Phase II study of oral fingolimod (FTY720) in multiple sclerosis: 3-year results. Mult Scler

Department of Neurology, Università Vita-Salute San Raffaele, Milan, Italy.
Multiple Sclerosis (Impact Factor: 4.82). 12/2009; 16(2):197-207. DOI: 10.1177/1352458509357065
Source: PubMed


In a 6-month, placebo-controlled trial, oral fingolimod (FTY720) 1.25 or 5.0 mg, once daily, significantly reduced MRI inflammatory activity and annualized relapse rate compared with placebo in patients with relapsing multiple sclerosis (MS). The objectives were to monitor the 36-month, interim efficacy and safety results of the ongoing extension of this study. In the extension (months 7-36), placebo-treated patients were re-randomized to either dose of fingolimod; fingolimod-treated patients continued at the same dose.

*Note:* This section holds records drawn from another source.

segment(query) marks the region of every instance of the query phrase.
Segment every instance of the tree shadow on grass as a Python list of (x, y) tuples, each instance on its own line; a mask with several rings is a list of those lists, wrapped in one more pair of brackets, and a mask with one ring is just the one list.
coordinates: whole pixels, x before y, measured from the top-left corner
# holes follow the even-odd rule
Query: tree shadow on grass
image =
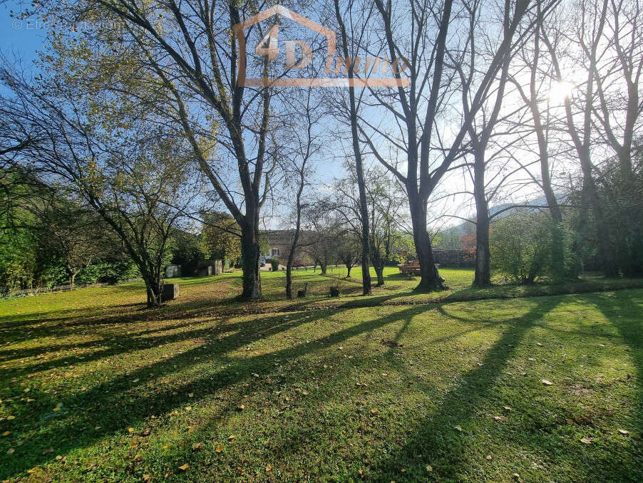
[[(482, 365), (463, 376), (459, 386), (444, 396), (437, 412), (415, 428), (401, 447), (393, 450), (369, 470), (369, 479), (387, 482), (425, 481), (427, 462), (441, 461), (439, 467), (432, 473), (434, 478), (462, 481), (460, 471), (463, 468), (468, 445), (466, 432), (469, 426), (473, 425), (479, 408), (493, 396), (498, 378), (522, 338), (537, 320), (553, 310), (559, 302), (559, 299), (538, 299), (534, 301), (535, 306), (522, 316), (498, 321), (511, 323), (511, 326), (487, 351)], [(393, 361), (394, 358), (391, 359)], [(461, 427), (463, 432), (454, 429), (456, 426)], [(401, 476), (402, 467), (406, 471)]]
[[(36, 402), (30, 405), (16, 404), (13, 412), (16, 416), (16, 422), (34, 421), (37, 422), (36, 426), (25, 430), (16, 422), (10, 427), (16, 434), (15, 436), (11, 435), (11, 440), (15, 442), (16, 438), (21, 436), (29, 438), (29, 446), (31, 450), (28, 454), (21, 454), (16, 450), (14, 455), (6, 461), (6, 466), (2, 467), (0, 465), (0, 479), (16, 476), (36, 465), (51, 461), (52, 455), (42, 455), (47, 447), (55, 447), (58, 455), (68, 454), (75, 449), (87, 447), (119, 432), (124, 432), (128, 427), (140, 425), (149, 420), (152, 415), (168, 415), (187, 405), (195, 404), (198, 400), (190, 398), (190, 394), (202, 395), (205, 398), (232, 385), (244, 380), (253, 380), (254, 373), (269, 376), (276, 370), (274, 368), (275, 358), (296, 359), (398, 321), (400, 317), (406, 316), (407, 313), (417, 314), (423, 310), (420, 307), (413, 307), (395, 314), (351, 326), (292, 347), (254, 357), (230, 358), (227, 355), (228, 353), (243, 346), (289, 331), (302, 323), (324, 319), (331, 314), (336, 314), (339, 311), (319, 311), (312, 315), (307, 313), (294, 314), (290, 320), (286, 321), (284, 316), (275, 316), (257, 319), (254, 321), (256, 323), (253, 321), (240, 322), (239, 330), (234, 333), (204, 341), (203, 343), (195, 348), (163, 360), (153, 362), (68, 397), (56, 398), (38, 391), (34, 388), (34, 390), (29, 394)], [(197, 331), (184, 332), (177, 337), (170, 337), (173, 340), (180, 340), (182, 338), (191, 339), (202, 335), (205, 334)], [(123, 336), (123, 339), (127, 340), (128, 337)], [(128, 352), (131, 348), (135, 348), (123, 347), (119, 350)], [(113, 351), (106, 354), (113, 355)], [(196, 360), (199, 362), (196, 363)], [(150, 387), (148, 385), (160, 377), (160, 374), (171, 374), (197, 363), (210, 363), (222, 368), (182, 385), (159, 387), (152, 385)], [(149, 377), (148, 373), (155, 375)], [(21, 389), (16, 388), (17, 390)], [(17, 400), (20, 393), (11, 395)], [(60, 405), (60, 410), (54, 412), (53, 409), (57, 405)], [(163, 415), (159, 416), (156, 421), (160, 422), (162, 418)], [(4, 447), (9, 447), (6, 446), (10, 444), (9, 438), (2, 442), (4, 443)]]
[[(619, 469), (622, 481), (640, 482), (643, 477), (643, 451), (639, 440), (643, 435), (643, 294), (631, 291), (602, 294), (594, 298), (594, 304), (619, 331), (636, 368), (637, 375), (631, 378), (631, 383), (636, 385), (637, 400), (632, 414), (627, 417), (632, 427), (627, 429), (632, 434), (625, 443), (632, 448), (620, 452)], [(600, 467), (600, 462), (597, 462), (597, 466)]]

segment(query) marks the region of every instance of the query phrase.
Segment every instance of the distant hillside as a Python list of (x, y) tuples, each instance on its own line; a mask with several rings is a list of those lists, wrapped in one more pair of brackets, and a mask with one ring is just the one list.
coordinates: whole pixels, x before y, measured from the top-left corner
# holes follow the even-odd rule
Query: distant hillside
[[(566, 195), (558, 193), (556, 195), (556, 197), (558, 199), (559, 202), (563, 202), (566, 199)], [(500, 218), (504, 218), (505, 217), (508, 217), (510, 214), (513, 213), (515, 213), (516, 212), (521, 209), (527, 209), (528, 211), (535, 211), (536, 207), (546, 207), (547, 206), (547, 199), (545, 197), (545, 195), (538, 197), (537, 198), (534, 198), (533, 199), (530, 199), (529, 201), (523, 202), (520, 204), (520, 207), (515, 207), (515, 205), (516, 203), (501, 203), (500, 204), (496, 204), (495, 206), (489, 208), (489, 214), (490, 216), (495, 215), (496, 213), (499, 212), (502, 212), (500, 214), (495, 217), (495, 219), (498, 219)], [(525, 206), (532, 206), (534, 208), (530, 209), (528, 208), (525, 208)], [(455, 225), (453, 227), (449, 227), (445, 229), (441, 230), (440, 237), (442, 240), (441, 243), (438, 244), (438, 246), (446, 245), (443, 246), (443, 248), (450, 248), (450, 249), (458, 249), (460, 248), (460, 239), (461, 239), (462, 236), (468, 232), (471, 232), (473, 231), (473, 225), (471, 223), (468, 223), (467, 222), (463, 222), (460, 223), (459, 224)], [(457, 246), (456, 246), (457, 245)]]

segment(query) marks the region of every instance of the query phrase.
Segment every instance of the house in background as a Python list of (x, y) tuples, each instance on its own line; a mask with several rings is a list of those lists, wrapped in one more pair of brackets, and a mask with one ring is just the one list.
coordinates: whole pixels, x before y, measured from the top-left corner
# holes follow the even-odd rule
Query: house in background
[(223, 273), (222, 260), (199, 260), (187, 261), (180, 265), (170, 265), (165, 269), (165, 278), (179, 276), (210, 276)]
[[(262, 258), (269, 260), (272, 257), (278, 258), (284, 264), (290, 254), (290, 247), (292, 246), (292, 239), (294, 237), (294, 230), (267, 230), (263, 232), (264, 237), (268, 242), (268, 249), (262, 252)], [(306, 251), (306, 247), (309, 246), (314, 239), (313, 232), (302, 231), (299, 232), (299, 239), (297, 242), (297, 249), (295, 252), (295, 264), (312, 265), (312, 259)]]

During months 15-24, all patients receiving fingolimod 5.0 mg switched to 1.25 mg. Of the 250 patients who entered the extension study, 173 (69%) continued to month 36. Most patients were free from gadolinium-enhanced lesions (88-89%) or new T2 lesions (70-78%) at month 36. Patients receiving continuous fingolimod treatment had sustained low annualized relapse rates of 0.20-0.21, and 68-73% remained relapse-free at month 36. Over 36 months, nasopharyngitis (34%), headache (30%), fatigue (19%) and influenza (18%) were the most commonly reported adverse events. Pulmonary function remained stable and blood pressure was stable after an initial increase (3-5 mmHg) during the first 6 months of fingolimod treatment; serious adverse events included infections and skin cancer. The low MRI and clinical disease activity at 6 months were maintained at 36 months with fingolimod, which was generally well tolerated by most patients. The efficacy and safety of oral fingolimod are being further evaluated in a large phase III MS study programme.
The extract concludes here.